If you have not cryopexied the break, you will have to apply laser lesions to the buckle postoperatively to secure the break.
This was the 1st category of surgical failure due to an undetected break, which permits the following conclusion:
Reoperation | Rule 1 |
When the superior border of a temporal or nasal superior detachment drops below the buckle, it implies an undetected break within 1½ clock hours below the new superior border (Fig. 14.3a).

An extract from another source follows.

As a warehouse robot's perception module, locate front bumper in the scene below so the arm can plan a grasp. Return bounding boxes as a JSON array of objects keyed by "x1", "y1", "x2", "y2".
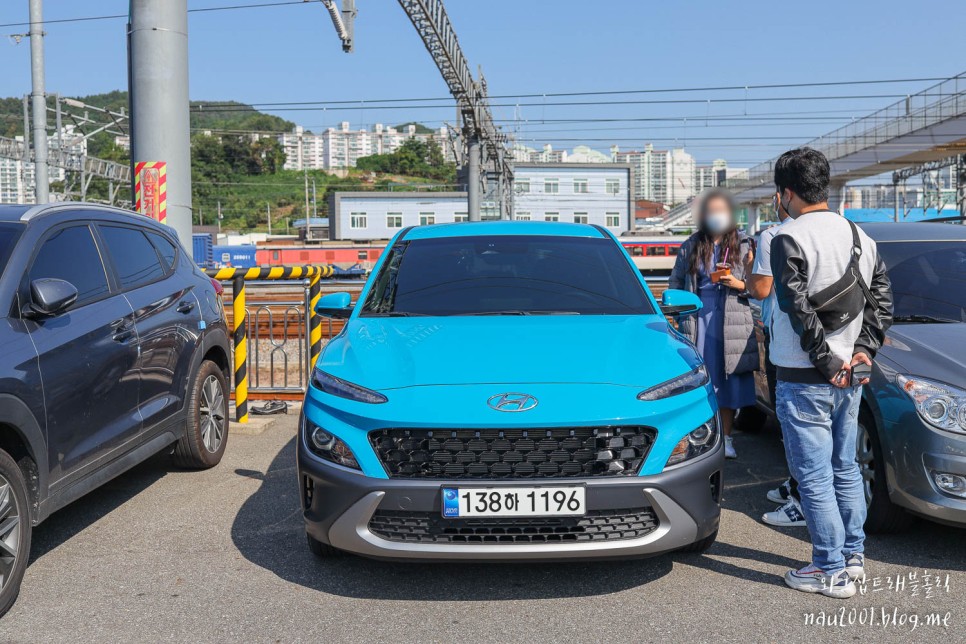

2nd pattern of surgical failure due to an undetected break
Here you see an acute superior bullous detachment distributed on both sides of the 12 o’clock meridian. It was apparently secondary to the small hole at 12 o’clock and the larger tear temporal to it (Fig. 14.4a). Both tears fitted Rule 2 of how to find the break in a primary detachment (Fig. 14.4b). In this situation it means that the 2 identified holes are within 1½ clock hours on either side of 12 o’clock. The retina is almost symmetrically detached on both sides. If you allowed this detachment patient to go home without double patching, this would become a total detachment just by these 2 breaks alone. Consequently, these breaks were buckled on a large radial sponge and the next day the detachment looked about the same. After 2 additional days you can recognize the minor change that is going on: There is a slight change around 11 o’clock which is hardly perceptible.
But something else has happened, i.e., to the pattern of the detachment:
– Suddenly it starts to descend further on the 1 o’clock side, but on the 11 o’clock side the border of the detachment has slightly ascended.
– In addition, the bullous quality at the 12 o’clock area has diminished, but increased on the 1 o’clock side (Fig. 14.4c).